Ancona - "Silver Moon", nuova nave di Silversea Cruises, ha completato con successo le prove in mare. Ora a bordo dell’unità rientrata nello stabilimento Fincantieri di Ancona entrerà nel vivo l’allestimento finale della parte alberghiera in vista della consegna ufficiale programmata per il prossimo 30 ottobre. "Silver Moon" è sorella dell’ammiraglia "Silver Muse" che è stata realizzata dallo stabilimento di Sestri Ponente

di Matteo Martinuzzi

Ancona - "Silver Moon", nuova nave di Silversea Cruises, ha completato con successo le prove in mare. Ora a bordo dell’unità rientrata nello stabilimento Fincantieri di Ancona entrerà nel vivo l’allestimento finale della parte alberghiera in vista della consegna ufficiale programmata per il prossimo 30 ottobre. "Silver Moon" è sorella dell’ammiraglia "Silver Muse" che è stata realizzata dallo stabilimento di Sestri Ponente (consegnata nel 2017). Il successo di questo prototipo è stato immediato tra l’esigente clientela di Silversea e quindi l’armatore monegasco è stato ben felice di procedere ad ulteriori ordini di navi di questa classe.

Infatti sempre ad Ancona verrà realizzata una terza nave della serie che prenderà il nome di "Silver Dawn", la cui consegna è prevista nel 2021. Queste unità, dal valore unitario di circa 320 milioni di euro, hanno una stazza lorda approssimata di 40 mila tonnellate, sono lunghe 212 metri e possono ospitare 596 passeggeri. Conservano l’intimità della piccola unità, ma si distinguono per un allestimento raffinato e per le spaziose cabine, tutte suite, che sono il marchio distintivo di Silversea. Tornando a “Moon” non si tratta di una semplice ripetuta del prototipo, ma come da tradizione Fincantieri ci troviamo di fronte a un importante upgrading della prima nave della serie.

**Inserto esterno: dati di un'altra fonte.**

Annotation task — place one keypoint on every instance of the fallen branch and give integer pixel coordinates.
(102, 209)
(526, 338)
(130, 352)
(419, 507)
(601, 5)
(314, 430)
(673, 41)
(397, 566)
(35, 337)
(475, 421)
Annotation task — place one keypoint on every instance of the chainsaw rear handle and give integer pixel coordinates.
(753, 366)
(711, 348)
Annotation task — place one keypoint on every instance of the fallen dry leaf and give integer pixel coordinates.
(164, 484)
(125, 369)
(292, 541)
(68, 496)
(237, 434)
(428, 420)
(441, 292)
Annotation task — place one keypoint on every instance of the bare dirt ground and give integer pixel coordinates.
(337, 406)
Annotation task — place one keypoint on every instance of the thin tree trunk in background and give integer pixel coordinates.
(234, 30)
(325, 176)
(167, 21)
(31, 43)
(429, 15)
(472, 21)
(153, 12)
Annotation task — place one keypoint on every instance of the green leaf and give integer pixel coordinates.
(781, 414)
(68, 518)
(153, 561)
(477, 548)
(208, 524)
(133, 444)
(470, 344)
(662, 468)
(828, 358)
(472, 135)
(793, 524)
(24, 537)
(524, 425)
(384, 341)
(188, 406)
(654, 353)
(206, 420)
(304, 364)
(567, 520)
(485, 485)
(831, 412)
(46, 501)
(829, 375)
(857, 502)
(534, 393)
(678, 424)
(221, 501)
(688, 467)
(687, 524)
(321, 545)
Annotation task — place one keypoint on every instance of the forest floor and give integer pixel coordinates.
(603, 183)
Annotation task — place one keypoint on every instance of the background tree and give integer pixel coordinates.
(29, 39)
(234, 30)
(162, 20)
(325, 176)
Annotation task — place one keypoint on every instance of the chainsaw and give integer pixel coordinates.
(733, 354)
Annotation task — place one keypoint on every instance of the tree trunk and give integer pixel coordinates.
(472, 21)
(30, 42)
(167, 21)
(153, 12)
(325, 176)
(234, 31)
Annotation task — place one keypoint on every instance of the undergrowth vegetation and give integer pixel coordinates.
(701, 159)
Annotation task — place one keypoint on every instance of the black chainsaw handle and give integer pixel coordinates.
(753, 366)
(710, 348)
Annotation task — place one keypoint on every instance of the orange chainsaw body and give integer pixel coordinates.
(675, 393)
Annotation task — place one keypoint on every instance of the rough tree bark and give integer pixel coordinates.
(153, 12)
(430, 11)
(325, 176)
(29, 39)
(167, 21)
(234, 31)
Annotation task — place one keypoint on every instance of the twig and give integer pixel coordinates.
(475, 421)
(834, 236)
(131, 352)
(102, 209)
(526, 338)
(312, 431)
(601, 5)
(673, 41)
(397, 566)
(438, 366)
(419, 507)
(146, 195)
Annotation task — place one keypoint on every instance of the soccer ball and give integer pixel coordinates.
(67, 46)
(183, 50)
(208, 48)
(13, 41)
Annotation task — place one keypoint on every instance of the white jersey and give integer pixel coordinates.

Infatti le aree interne della nave, che entrerà nella flotta Silversea tra circa due mesi, sono state adattate al Salt (Sea and Land Taste Programme), il nuovo programma esperienziale di viaggio ideato dalla compagnia di lusso del gruppo Royal Caribbean. Ma anche esternamente troviamo delle differenze come le alette del ponte di comando coperte per permettere agli ufficiali di effettuare le manovre senza dover soffrire del clima esterno. Ad Ancona, oltre 1.000 persone hanno lavorato contemporaneamente sulla nave, con oltre 390 aziende che hanno contribuito alla costruzione. Verniciate con quasi 100 mila litri di vernice, sono state tagliate oltre 15 mila lamiere e profili in acciaio per formare la struttura della nave.

Sono stati installati 1,6 milioni di metri di cavi elettrici, 60 mila metri quadrati di isolamenti, 450 mila chili di condotte per l'aria condizionata e 92 mil kg di condotte di ventilazione. Le prove in mare invece si sono svolte tra l'8 e il 20 agosto sotto la supervisione del comandante del cantiere Emanuele Zechini. Con un equipaggio ridotto di circa 320 persone a causa di protocolli sanitari precauzionali, la nave ha effettuato due sessioni di test (preliminari e contrattuali) intervallati da una settimana di sosta nel bacino Fincantieri di Trieste per il carenaggio. La nave sarà affidata al comando di Alessandro Zanello che aveva già preso in consegna “Muse” tre anni fa e che aveva fatto parte dello start-up team di "Silver Spirit" nel 2009: «Le prove in mare si sono rivelate speciali e si sono svolte in circostanze uniche. I protocolli per la salute e la sicurezza sono stati migliorati, compresi i controlli della temperatura, l'allontanamento fisico e l'uso di mascherine per il viso sia sulla nave che nel cantiere. Anche i turni per i pasti sono stati rivisti in funzione del coronavirus: abbiamo mangiato con meno persone al ristorante. Devo ammettere che le prove in mare possono essere spesso stressanti, con troppe persone sul ponte; in questo caso è stato anche piacevole avere un ambiente più tranquillo» ricorda Zanello. Quest’ultimo ha raccontato al MediTelegraph con soddisfazione le prestazioni della sua futura nave: «Alle prove ufficiali ha raggiunto 21,4 nodi contro i 19,8 previsti da contratto. Inoltre con 5.000 mq di vela possiamo manovrare fino a 23 nodi di vento al traverso. Questo grazie alla potenza delle eliche di manovra a prua (due per 2.000 kw totali) e a poppa (una per 1.500 kw)».